— Вы должны сниматься, — заявил он, когда увидел меня на сцене.
— Не хочу иметь с кино никаких дел.
— Ну и зря. У меня люди неделями стоят под дверью кабинета, чтобы сняться. Преступник!
Илья Николаевич оказался милым человеком, и мы подружились. Он часто приезжал в Москву — утверждать сценарии в Госкино, и обязательно заходил к нам в общежитие. Помню такой случай. Стриженов снимался на «Ленфильме» в каком-то фильме и сорвался, ушел в штопор. Киселев отстранил его от съемок и поклялся, что блокирует Олегу работу на «Ленфильме» на пять лет, чтобы одумался.

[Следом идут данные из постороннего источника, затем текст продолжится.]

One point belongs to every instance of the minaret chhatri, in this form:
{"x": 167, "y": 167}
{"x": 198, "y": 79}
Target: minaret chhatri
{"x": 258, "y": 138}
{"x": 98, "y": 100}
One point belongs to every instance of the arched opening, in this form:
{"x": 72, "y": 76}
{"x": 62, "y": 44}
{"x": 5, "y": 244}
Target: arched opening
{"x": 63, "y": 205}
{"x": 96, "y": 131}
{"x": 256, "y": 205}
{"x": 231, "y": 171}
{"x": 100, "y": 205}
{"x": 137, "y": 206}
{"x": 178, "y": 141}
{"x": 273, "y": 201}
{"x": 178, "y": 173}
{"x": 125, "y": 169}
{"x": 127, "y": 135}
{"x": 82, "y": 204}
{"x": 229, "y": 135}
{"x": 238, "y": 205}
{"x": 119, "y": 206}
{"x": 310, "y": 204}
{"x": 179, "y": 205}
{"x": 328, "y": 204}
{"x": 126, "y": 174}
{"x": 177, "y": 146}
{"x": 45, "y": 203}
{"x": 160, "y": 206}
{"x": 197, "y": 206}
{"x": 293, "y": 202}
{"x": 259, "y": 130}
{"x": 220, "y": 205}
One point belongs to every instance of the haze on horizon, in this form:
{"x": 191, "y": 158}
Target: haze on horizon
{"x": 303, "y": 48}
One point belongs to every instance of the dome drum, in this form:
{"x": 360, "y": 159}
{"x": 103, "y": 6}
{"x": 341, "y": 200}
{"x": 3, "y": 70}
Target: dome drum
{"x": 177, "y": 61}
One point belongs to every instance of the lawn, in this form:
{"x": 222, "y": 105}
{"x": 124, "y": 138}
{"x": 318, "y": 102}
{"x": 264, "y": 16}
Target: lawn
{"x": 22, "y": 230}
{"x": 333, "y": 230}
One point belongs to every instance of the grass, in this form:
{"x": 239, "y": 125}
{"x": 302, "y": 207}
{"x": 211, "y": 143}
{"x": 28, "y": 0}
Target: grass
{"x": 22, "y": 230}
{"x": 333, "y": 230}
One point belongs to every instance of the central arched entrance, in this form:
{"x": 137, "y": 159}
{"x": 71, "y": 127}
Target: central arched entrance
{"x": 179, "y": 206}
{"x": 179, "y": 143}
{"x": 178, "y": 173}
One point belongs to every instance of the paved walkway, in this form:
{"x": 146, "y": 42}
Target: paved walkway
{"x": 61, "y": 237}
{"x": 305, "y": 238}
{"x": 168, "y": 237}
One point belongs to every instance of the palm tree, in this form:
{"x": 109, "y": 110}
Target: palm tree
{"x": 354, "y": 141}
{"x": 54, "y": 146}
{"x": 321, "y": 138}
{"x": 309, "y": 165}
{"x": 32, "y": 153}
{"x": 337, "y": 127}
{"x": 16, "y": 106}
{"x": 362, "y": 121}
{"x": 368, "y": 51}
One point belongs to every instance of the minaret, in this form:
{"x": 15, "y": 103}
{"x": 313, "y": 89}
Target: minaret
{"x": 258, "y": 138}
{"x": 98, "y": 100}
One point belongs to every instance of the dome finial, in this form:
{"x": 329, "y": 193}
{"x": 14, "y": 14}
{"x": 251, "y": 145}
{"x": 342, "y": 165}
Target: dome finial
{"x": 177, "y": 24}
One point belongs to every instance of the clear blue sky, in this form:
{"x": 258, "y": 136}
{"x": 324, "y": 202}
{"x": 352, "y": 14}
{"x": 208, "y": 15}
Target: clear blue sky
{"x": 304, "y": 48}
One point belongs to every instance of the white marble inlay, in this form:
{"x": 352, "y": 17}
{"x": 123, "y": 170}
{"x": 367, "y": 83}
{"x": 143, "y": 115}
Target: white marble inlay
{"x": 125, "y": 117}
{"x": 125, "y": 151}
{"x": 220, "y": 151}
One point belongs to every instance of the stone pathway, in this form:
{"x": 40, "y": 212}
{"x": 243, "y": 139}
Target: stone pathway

Стриженов, конечно, был в ужасе, как бы сейчас сказали: впал в депрессию.
И вот приезжает Илья Николаевич в Москву, а я приболел, лежал с температурой. Он пришел меня навестить. Любка Земляникина накрыла для него стол, попросила:
— Замолви словечко, может, Киселев простит Олега?
— Попробую.
Когда Илья Николаевич присел у моей кровати, я спросил:
— Вы видели картину «Некрасов и Панаев у больного Белинского»?
— Видел, а что?
— Ну, там Белинскому все сочувствуют, не хотят расстраивать. Может, ради меня вы простите рыжего?
— Никогда!
— Жаль, что мы живем не в те времена, на Руси к больным по-другому относились. Олег уникальный актер, второго такого нет.
— Ну ладно, где он? Скажи, пусть заходит.
Олег вполз в комнату на коленях, взывая: «Батька, прости!»
— Прощаю, мы сейчас выпьем за здоровье Севы, но без тебя.
После этого Стриженов снова начал сниматься на «Ленфильме».
Меня весьма ценил ведущий педагог Школы-студии МХАТ Василий Петрович Марков, благодаря ему я был утвержден на роль в спектакле «Хозяин». Он просто взял меня за руку и привел на репетицию к Ливанову: «Вот вам главный герой». И старики с ним согласились. Когда Марков набирал курс, он предложил мне поработать его ассистентом. Так я стал педагогом Володи Меньшова, Веры Быковой-Алентовой, Иры Мирошниченко, Андрюши Мягкова... Сам многому учился вместе с ними.
Главную роль в спектакле Виктора Карловича Монюкова «Дорога через Сокольники» играл суперпопулярный Леонид Харитонов. Он заболел, и Карлыч вызвал меня: «Севуля, три репетиции — и ты играешь за Харитонова».
Ответственность была огромной, после «Ивана Бровкина» Харитонов — кумир публики, но я справился. Вскоре Монюков — самый молодой профессор Школы-студии — предложил перейти к нему на курс: «У тебя есть тенденция к режиссуре, развивай ее». Я согласился. Шефом курса был Виктор Яковлевич Станицын. Помню, я подошел к Павлу Массальскому, одному из лучших педагогов, и попросил:
— Можно поставить с вашими студентами внеплановый спектакль?
— Сева, о чем ты говоришь? Пожалуйста.
Это была «Медея» Ануя, мы потом играли ее на многих площадках Москвы, там блистал мой ученик Саша Пашутин. Монюкову спектакль понравился: «Профессионально. Ты — сложившийся режиссер, надо деду показать». Он звал дедом Станицына.
Тот посмотрел и высказался: «Так, юное дарование, будем работать вместе и в Школе-студии, и в театре».
«На всякого мудреца довольно простоты» стал нашим совместным спектаклем на сцене МХАТа. Только наметили состав, как у Виктора Яковлевича случился обширный инфаркт. Думал, репетиции остановят, но Станицын прислал в театр письмо: «К моему возвращению из больницы мой ученик Сева Шиловский закончит работу над спектаклем. Прошу ему верить». Яншин изрек:
— Это он нас будет тренировать?
— Знаешь, Миша, если такое случится, может, ты похудеешь, — вступилась за меня Зуева.